Session 36Poster Presentations Accessory Genes Session Day and Time: Tuesday 1:30 - 3:30 pm Room: Hall D
206 The Association of HIV-1 Nef with Lipid Rafts is Functionally Important for CD4 and MHC Class I Down-modulation Melissa Alexander Heaton*, Kodi S Ravichandran, Marie-Louise Hammarskjold, David Rekosh Univ of Virginia, Charlottesville
Background: Recently described lipid rafts are enriched in signaling proteins, which target there via saturated fatty acid additions, such as myristoylation and palmitoylation. HIV-1 Nef is myristoylated and reports have suggested that a fraction of Nef localizes to rafts.
Methods: We have addressed whether Nef targeting to rafts has functional significance by creating a Nef fusion protein (LAT-Nef) containing the N-terminal 35aa from the linker for activation of T-lymphocytes (LAT). Within this LAT sequence is a transmembrane domain followed by 2 cysteines at residues 26 and 29. LAT is palmitoylated at these cysteines, and this is critical for targeting the protein to rafts.

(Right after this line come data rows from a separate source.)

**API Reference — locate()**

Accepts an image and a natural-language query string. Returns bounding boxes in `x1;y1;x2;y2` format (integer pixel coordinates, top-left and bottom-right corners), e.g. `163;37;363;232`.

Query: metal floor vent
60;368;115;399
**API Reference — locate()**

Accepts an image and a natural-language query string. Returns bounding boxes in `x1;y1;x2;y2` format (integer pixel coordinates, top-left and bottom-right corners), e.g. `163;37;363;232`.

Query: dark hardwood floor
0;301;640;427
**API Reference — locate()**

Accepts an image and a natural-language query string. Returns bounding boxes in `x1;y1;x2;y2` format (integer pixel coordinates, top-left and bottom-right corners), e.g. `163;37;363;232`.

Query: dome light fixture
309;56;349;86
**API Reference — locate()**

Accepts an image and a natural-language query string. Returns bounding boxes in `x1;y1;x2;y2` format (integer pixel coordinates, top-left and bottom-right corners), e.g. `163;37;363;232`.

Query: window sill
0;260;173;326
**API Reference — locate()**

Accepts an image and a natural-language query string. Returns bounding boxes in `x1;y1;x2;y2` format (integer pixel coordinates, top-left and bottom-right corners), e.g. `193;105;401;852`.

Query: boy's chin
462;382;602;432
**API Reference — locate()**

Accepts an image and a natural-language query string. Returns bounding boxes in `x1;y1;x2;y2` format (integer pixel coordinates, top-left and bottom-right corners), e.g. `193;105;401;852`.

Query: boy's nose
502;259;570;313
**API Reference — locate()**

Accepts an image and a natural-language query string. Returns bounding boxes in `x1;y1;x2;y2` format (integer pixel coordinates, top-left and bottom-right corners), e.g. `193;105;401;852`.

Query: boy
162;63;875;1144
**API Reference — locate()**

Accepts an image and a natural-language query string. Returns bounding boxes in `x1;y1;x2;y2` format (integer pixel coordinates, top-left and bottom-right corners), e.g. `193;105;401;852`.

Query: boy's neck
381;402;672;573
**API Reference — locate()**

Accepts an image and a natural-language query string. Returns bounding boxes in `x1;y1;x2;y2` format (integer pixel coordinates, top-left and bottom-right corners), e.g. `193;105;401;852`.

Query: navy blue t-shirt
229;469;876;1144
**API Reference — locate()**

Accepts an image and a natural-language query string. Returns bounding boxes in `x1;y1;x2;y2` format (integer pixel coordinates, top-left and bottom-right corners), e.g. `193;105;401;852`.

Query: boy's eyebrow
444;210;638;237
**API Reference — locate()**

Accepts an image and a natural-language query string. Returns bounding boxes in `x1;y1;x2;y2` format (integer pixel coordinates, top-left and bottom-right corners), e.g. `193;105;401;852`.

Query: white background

Results: When a plasmid expressing LAT-Nef was transfected into SupT1 cells, about 90% of the protein was found in the raft fraction. We also constructed a version of the LAT-Nef fusion protein that had the 2 cysteine residues mutated to alanine (LATC26,29A-Nef). About 5% of the mutant protein targeted to rafts. Both proteins were expressed at equal levels and targeted to the membrane fraction equivalently. The 2 fusion proteins were compared to each other, to wild-type Nef, and to non-myristoylated Nef for their ability to down-modulate cell surface MHC-I and CD4. LAT-Nef down-modulated MHC-I nearly as well as wt Nef. The mutant LATC26,29A-Nef was not as effective. The fluorescence intensity of surface MHC-I was reduced by LAT-Nef to 95% of the level of achieved by wt Nef, while LATC26,29A-Nef down-modulated MHC-I to less than 40% of that level. The results with CD4 were similar in that LAT-Nef down-modulated CD4 to a much greater extent than the mutant LATC26,29A-Nef. LAT-Nef was about 60% as efficient as wt Nef in CD4 down-modulation, while mutant LATC26,29A-Nef was 15% as efficient as wt Nef. Surprisingly, the non-myristoylated Nef showed a modest but dose-dependent CD4 down-modulation, although negligible activity was observed for MHC-I down-modulation.
Conclusions: Our results suggest that Nef targeting to lipid rafts is functionally significant for MHC-I and CD4 down-modulation. Since LAT-Nef works almost as well as wild-type Nef for MHC-I down-modulation, but less well than wild-type for CD4 down-modulation, raft involvement may be different in each of these processes.